Fernández de Cossío ha affermato che i leader del Paese “sperano sinceramente che ciò non accada. Non vediamo perché dovrebbe accadere e non troviamo alcuna giustificazione di sorta”.
Le tensioni tra Stati Uniti e Cuba si sono intensificate in seguito all’operazione militare statunitense in Venezuela che ha portato alla cattura del presidente di quel paese, Nicolás Maduro, il quale aveva uno stretto rapporto con la leadership cubana.
Durante una conferenza stampa successiva all’operazione, il presidente degli Stati Uniti Donald Trump e il segretario di Stato Marco Rubio hanno avvertito che un intervento militare a Cuba potrebbe essere il prossimo passo, con Rubio che ha dichiarato all’epoca: “Se vivessi all’Avana e fossi al governo, sarei preoccupato”.
Fernández de Cossío ha affermato che il blocco petrolifero è il risultato dell’aggressione degli Stati Uniti contro Cuba e che “non può essere sostenuto per sempre”.
“Quello che sta succedendo oggi è che gli Stati Uniti stanno minacciando con misure coercitive i paesi che potrebbero esportare carburante a Cuba, ed è per questo che Cuba non riceve carburante da molto tempo”, ha dichiarato il viceministro degli Esteri. “La situazione è molto grave e stiamo agendo nel modo più proattivo possibile per affrontarla.
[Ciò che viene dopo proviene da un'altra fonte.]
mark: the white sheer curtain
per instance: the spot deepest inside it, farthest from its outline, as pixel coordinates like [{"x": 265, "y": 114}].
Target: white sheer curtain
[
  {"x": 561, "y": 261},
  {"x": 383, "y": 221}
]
Speriamo che il carburante arrivi a Cuba in un modo o nell’altro e che questo boicottaggio imposto dagli Stati Uniti non duri a lungo.
All’inizio di questo mese, Trump ha affermato che Cuba ” cadrà molto presto ” e che i suoi leader “desiderano ardentemente raggiungere un accordo”. Più avanti nel mese, Trump ha dichiarato ai giornalisti che avrebbe avuto “l’onore” di prendere Cuba, affermando: “Penso di poterci fare tutto quello che voglio”. Queste dichiarazioni sono arrivate pochi giorni dopo che il presidente cubano Miguel Díaz-Canal aveva riconosciuto che i leader cubani erano in trattative con i leader statunitensi per raggiungere un accordo ed evitare un conflitto militare.